ZeroMq IRC Log

Monday September 13, 2010

[Time] Name	Message
[00:00] kenkeiter	sleeperbot: it was worth a try.. did you verify that you're only running one or two messaging threads?
[00:00] andrewvc	I've been curious as to how stable the node driver is
[00:00] kenkeiter	:/
[00:03] sleeperbot	I'm looking up how to do that
[00:03] sleeperbot	do you know what I can type in the command line to bring that info up?
[00:04] kenkeiter	sleeperbot: which platform?
[00:04] sleeperbot	unix
[00:04] sleeperbot	ubuntu karmic
[00:07] kenkeiter	htop might work.. haven't done it under *ni
[00:09] kenkeiter	http://manpages.ubuntu.com/manpages/lucid/man1/htop.1.html
[00:14] sleeperbot	I see 3 versions of my node.js stream and web servers
[00:14] sleeperbot	don't see anything related to zmq
[00:15] sleeperbot	killed the extraneous processes, will check if anything changed in cpu usage
[03:34] andrewvc	I assume that XREQ/XREP sockets apply backpressure in the same manner as PUSH/PULL and REQ/REP yes?
[11:28] CIA-20	zeromq2: 03Martin Lucina 07master * rbe159b6 10/ src/pipe.cpp : zmq::writer_t: Add missing test for swap - http://bit.ly/aGN4bM
[11:29] icy	sustrik: hi, is there any paper on the algorithm used for the lock-free queue?

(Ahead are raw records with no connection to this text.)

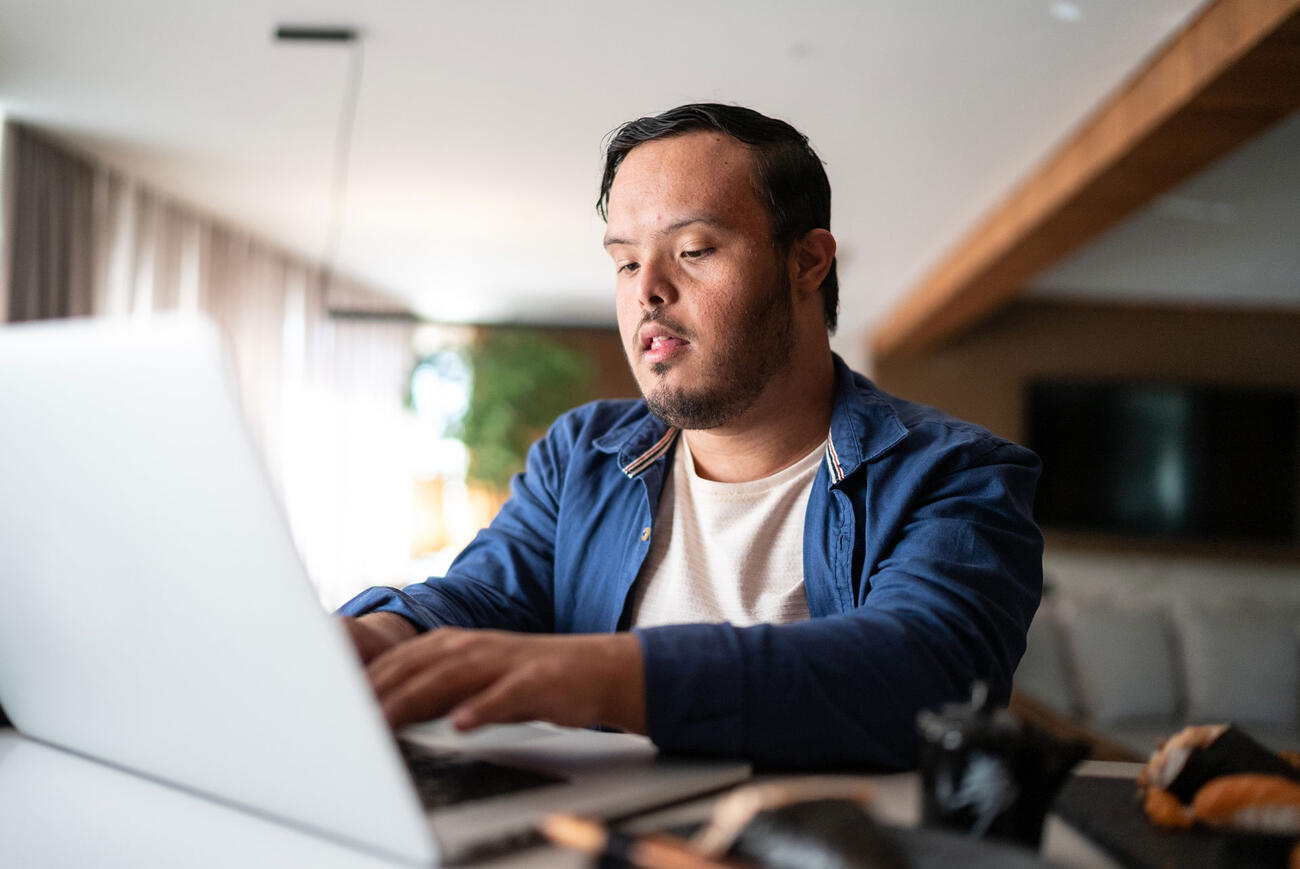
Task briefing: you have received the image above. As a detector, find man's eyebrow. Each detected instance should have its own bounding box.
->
[605,215,723,247]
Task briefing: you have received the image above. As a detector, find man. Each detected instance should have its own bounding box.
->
[341,104,1041,768]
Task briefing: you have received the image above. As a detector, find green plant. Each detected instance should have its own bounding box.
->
[460,329,593,490]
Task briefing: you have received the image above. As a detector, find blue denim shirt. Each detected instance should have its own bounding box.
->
[339,358,1043,769]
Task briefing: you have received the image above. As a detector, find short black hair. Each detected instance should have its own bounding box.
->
[595,103,840,332]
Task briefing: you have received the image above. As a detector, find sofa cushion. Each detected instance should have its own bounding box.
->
[1179,606,1300,727]
[1069,602,1180,725]
[1014,600,1083,715]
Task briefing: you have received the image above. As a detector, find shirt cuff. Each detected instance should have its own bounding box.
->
[633,624,746,756]
[335,585,443,632]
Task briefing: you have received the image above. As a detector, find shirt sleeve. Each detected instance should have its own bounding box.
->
[636,441,1043,769]
[338,418,572,632]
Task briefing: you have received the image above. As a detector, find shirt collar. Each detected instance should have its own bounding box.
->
[593,355,907,485]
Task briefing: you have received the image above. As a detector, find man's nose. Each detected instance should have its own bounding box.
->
[637,258,677,308]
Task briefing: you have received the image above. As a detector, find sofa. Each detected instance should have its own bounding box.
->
[1014,556,1300,758]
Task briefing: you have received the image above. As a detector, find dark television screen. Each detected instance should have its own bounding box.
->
[1027,381,1300,542]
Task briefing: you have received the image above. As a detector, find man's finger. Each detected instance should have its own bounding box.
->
[451,671,543,730]
[374,647,501,727]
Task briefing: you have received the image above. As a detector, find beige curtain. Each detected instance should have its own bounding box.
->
[0,124,413,605]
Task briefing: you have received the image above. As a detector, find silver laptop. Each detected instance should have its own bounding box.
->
[0,317,749,865]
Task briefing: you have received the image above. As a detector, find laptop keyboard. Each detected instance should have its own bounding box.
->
[398,742,564,810]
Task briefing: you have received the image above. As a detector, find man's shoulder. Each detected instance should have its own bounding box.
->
[850,359,1024,468]
[549,398,653,451]
[555,398,650,431]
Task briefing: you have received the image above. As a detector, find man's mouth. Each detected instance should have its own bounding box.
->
[641,324,690,366]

[11:30] sustrik	icy: there's a very old article here:
[11:30] sustrik	http://www.zeromq.org/whitepapers:y-suite
[11:30] sustrik	lot of it doesn't apply any more
[11:31] sustrik	this is what still applies: "+ Table of Contents
[11:31] sustrik	- Table of Contents
[11:31] sustrik	FoldUnfold
[11:31] sustrik	Table of Contents
[11:31] sustrik	Introduction
[11:31] sustrik	Design
[11:31] sustrik	Performance
[11:31] sustrik	Configuration
[11:31] sustrik	Performance with polling
[11:31] sustrik	Performance without polling
[11:31] sustrik	Conclusion
[11:31] sustrik	HISTORICAL WHITEPAPER
[11:31] sustrik	Introduction
[11:32] sustrik	Y-suite is a set of components designed for ultra-efficient passing of messages between threads within a process. Y-suite is somehow similar to local sockets, however, it is much faster.
[11:32] sustrik	In version 0.1 of ÃMQ lightweight messaging kernel, the only y-suite component available is ypipe, a lock-free and wait-free implementation of a queue. In version 0.2 ypollset is added to allow thread to interchange messages with several other threads at the same time (similar to POSIX poll function). Component known as semaphore in version 0.1 is renamed to ysemaphore in version 0.2 to mark that it belongs to y-suite. Same way, spipe i
[11:32] sustrik	s renamed to ysocketpair.
[11:32] sustrik	Design
[11:32] sustrik	The basic means of transferring message between threads is ypipe. Messages are passed through a pipe in the standard write and read manner. Once the reader has no more messages to read from the pipe, it notifies the sender using passive synchronization and goes asleep. Passive synchronization means that the other thread is not notified directly using some kind of async signal, rather it will be notified once it tries to write the next me
[11:32] sustrik	ssage to the pipe. When this happens, writer becomes aware that reader is already asleep or at least going asleep at the moment. It knows that there is new message available, so it wakes the reader up using active synchronization, i.e. actively sending wake-up event to the other thread. Active synchronisation is not provided by ypipe itself, rather by other y-suite components, to be discussed bellow. Usage of ypipe is depicted on the fol
[11:32] sustrik	lowing sequence diagram:"
[11:32] sustrik	yuck
[11:32] sustrik	sorry
[11:33] sustrik	too much text, but the last paragraph is relevant
[11:33] sustrik	also see the diagram that follows the text above
[11:34] ekidd	Good morning! ZeroMQ is a really nice library.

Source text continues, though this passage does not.